In: Economics
11. Based on very old but actual figures, the average price of stocks in the S & P 500 index is 30 $ with a standard deviation of $ 8.20. Suppose that the prices of these stocks are a normally distributed random variable.
a) What is the probability that a stock price is at least $
40?
b) What is the probability that a stock price is less than $
20?
c) What is the minimum price of a stock that places it in the most
valuable 10 % of stocks?
Let’s assume that “X” be the “stock price” follows normal distribution with parameter “μ=30” and “σ=8.2”.
So, the probability that the stock price is at least “$40”, is given below.
=> P(X ≥ 40) = 1 – P(X ≤ 40) = 1 – P[(X-μ)/σ ≤ (40-30)/8.2] = 1 – P[t ≤ 1.22], where “t = (X-μ)/σ “, follows standard normal distribution.
=> P(X ≥ 40) = 1 – Φ(1.22), where Φ(1.22) = P[t ≤ 1.22], form the “standard normal table we will find out the value of “Φ(1.22)”.
=> P(X ≥ 40) = 1 – Φ(1.22) = 1 – 0.8887676 = 0.1112324 = 0.1112, => P(X ≥ 40) = 0.1112, be the required probability.
b).
Now, the probability that a stock price is less than “$20” is given below.
=> P(X < 20) = P[(X-μ)/σ ≤ (20-30)/8.2] = P[t ≤ (-1.22)], where “t = (X-μ)/σ “, follows standard normal distribution.
=> P(X < 20) = P[t < (-1.22)] = P[t > 1.22] = 1 – P[t ≤ 1.22] = 1 – Φ(1.22) = 1 – 0.8887676 = 0.1112324 = 0.1112, => P(X < 20) = 0.1112, be the required probability.
c).
Now, we need to find out the minimum price of a stock that places it in most valuable “10%” of the stock.
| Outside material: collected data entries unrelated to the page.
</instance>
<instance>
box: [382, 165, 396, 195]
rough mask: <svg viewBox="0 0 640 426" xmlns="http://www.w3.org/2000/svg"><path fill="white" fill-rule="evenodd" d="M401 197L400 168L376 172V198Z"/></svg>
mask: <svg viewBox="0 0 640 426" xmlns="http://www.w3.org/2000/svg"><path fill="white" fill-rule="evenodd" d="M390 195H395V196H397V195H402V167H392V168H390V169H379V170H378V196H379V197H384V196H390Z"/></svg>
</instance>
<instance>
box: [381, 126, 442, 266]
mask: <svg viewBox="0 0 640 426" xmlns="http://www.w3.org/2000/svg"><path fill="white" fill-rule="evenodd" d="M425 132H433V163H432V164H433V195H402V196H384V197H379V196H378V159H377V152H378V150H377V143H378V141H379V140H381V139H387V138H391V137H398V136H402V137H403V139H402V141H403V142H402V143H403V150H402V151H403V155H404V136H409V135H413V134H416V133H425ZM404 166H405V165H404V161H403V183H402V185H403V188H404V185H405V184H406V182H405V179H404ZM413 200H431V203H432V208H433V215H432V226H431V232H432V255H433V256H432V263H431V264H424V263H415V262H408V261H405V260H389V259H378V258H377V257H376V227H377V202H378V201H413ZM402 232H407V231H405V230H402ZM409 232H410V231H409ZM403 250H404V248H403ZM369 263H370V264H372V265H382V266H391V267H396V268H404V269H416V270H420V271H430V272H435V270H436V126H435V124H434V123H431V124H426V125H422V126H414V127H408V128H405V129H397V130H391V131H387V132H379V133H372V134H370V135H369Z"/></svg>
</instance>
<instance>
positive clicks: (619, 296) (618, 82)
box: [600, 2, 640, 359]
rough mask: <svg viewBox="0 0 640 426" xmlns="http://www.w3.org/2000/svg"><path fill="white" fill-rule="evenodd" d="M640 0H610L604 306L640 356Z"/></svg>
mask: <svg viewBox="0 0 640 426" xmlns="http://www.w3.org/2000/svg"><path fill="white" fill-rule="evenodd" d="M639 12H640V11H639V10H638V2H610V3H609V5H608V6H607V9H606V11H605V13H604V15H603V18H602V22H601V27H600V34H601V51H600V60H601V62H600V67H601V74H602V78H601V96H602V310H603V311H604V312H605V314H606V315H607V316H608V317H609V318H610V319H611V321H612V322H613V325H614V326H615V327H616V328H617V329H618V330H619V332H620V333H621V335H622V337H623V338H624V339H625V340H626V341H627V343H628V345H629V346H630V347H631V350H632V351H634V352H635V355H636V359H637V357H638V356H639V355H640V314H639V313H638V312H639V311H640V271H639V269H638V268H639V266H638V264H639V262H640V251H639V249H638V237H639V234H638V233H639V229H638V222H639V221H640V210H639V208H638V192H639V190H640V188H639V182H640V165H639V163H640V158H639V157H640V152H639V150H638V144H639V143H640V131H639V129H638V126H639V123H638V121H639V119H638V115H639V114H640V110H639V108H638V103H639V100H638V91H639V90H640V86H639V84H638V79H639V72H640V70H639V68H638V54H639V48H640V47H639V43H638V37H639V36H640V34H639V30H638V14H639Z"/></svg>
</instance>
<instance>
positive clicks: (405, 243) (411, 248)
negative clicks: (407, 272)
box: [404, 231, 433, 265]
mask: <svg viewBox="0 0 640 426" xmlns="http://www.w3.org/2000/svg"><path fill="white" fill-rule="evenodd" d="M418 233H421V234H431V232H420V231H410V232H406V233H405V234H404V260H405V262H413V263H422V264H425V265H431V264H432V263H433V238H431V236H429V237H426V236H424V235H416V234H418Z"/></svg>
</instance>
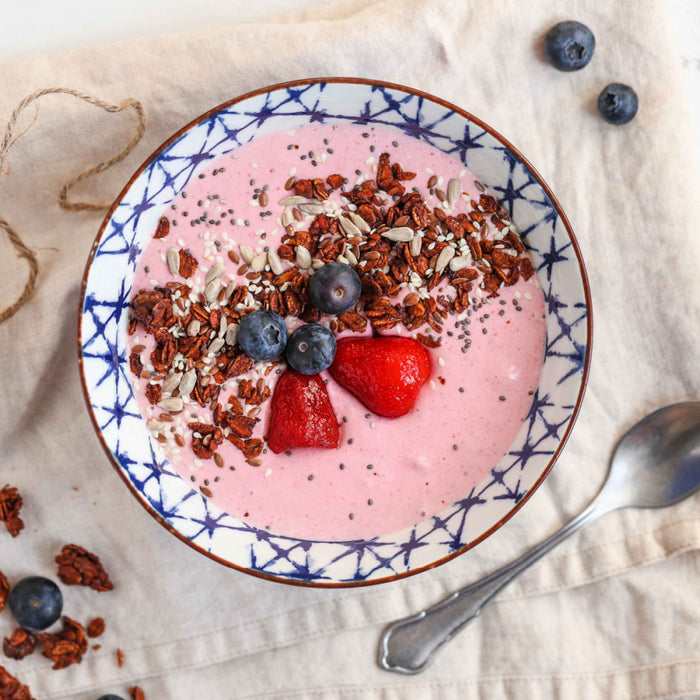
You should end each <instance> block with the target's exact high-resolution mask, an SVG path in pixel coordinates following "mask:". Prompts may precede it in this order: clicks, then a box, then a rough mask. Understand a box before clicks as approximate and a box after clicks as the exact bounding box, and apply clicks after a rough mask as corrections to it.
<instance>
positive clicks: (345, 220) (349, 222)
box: [338, 216, 362, 237]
So, given the statement the following condition should hold.
=> P(X ≥ X0) = 10% = 0.1, where “X0” be the minimum price of most valuable stock.
=> P(X ≤ X0) = 90% = 0.9, => P[(X-μ)/σ ≤ (X0 – 30)/8.2] = 0.9, => Φ[(X0 – 30)/8.2] = 0.9 = Φ(1.29).
=> (X0 – 30)/8.2 = 1.29, => X0 – 30 = 1.29*8.2 = 10.578, => X0 = 30 + 10.578 = 40.578 = 40.58.
=> “X0 = 40.58”, be the minimum price of the most valuable 10% stock.